Seuls, quelques rôdeurs, gens sans aveu ou sans asile, cherchaient furtivement un reste de chaleur, et s'éloignaient en hâte dès qu'ils apercevaient le bachlik d'un sergent de ville.


La grande place, tout à l'heure grouillante d'hommes, de chevaux et de voitures, redevenait morne et tranquille, éclairée par des réverbères largement espacés. Avec ses deux théâtres déjà endormis, qui se regardent face à face, elle paraissait vaste et sans bornes. Les corniches, les ressauts des maisons, bordés de neige blanche, lui faisaient un cadre un peu triste, et la neige du sol, un instant souillée, semblait attendre que la nuit lui rendit sa solitude, afin de reprendre sa blancheur.


Xénie et la petite Anna marchaient côte à côte, d'un pas pressé, sans paraître se douter qu'elles venaient de passer d'une atmosphère surchauffée à un froid de vingt degrés au-dessous de zéro.


Les Russes ne se doutent pas que ces transitions sont difficiles à supporter. Et comme ils ne s'en doutent pas, ils supportent très bien ce qui nous paraît à nous autres absolument intolérable. Les jeunes messieurs Mérief avaient allumé des cigarettes et fumaient en suivant les jeunes filles, qui d'ailleurs ne se préoccupaient pas le moins du monde de leurs protecteurs.

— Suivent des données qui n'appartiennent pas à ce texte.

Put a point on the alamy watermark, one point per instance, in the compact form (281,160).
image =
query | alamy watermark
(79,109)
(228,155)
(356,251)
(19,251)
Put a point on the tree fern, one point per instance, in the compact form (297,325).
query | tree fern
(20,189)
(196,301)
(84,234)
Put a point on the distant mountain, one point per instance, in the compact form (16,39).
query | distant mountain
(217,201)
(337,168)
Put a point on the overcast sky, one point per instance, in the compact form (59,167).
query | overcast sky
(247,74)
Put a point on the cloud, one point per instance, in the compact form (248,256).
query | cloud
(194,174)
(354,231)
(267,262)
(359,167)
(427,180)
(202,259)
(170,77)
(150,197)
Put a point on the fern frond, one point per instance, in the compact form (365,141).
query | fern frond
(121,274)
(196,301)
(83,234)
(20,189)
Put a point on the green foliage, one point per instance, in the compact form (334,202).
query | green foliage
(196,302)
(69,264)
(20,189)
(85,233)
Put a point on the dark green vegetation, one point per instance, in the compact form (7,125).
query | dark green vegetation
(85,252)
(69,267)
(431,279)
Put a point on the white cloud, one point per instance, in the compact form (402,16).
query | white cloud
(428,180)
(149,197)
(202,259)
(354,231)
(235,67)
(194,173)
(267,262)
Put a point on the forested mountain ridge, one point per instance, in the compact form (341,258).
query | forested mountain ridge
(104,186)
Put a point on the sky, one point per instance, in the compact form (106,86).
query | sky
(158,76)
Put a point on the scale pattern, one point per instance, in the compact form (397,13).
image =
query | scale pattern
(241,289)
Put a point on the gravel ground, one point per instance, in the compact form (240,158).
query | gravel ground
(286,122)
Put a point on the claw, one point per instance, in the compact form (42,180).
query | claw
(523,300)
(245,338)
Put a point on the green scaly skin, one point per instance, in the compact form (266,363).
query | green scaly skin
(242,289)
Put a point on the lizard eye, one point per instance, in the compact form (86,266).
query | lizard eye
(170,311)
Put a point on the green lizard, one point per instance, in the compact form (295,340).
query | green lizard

— Alors, Anna, dit Xénie au bout d'un instant, tu aimes le ballet ?


— J'aime tout, répondit la jeune enthousiaste : le théâtre, la musique, les livres...


Elle poussa un grand soupir.


— Ne parle pas, lui dit avec bonté sa grande cousine, il fait trop froid. Nous allons arriver tout à l'heure. Vous montez, frères ?


Les jeunes gens s’excusèrent. Ils avaient à travailler. Xénie sourit. Leur travail du soir consistait généralement à souper chez Duseaux avec des dames, mais elle ne fit pas d'objection.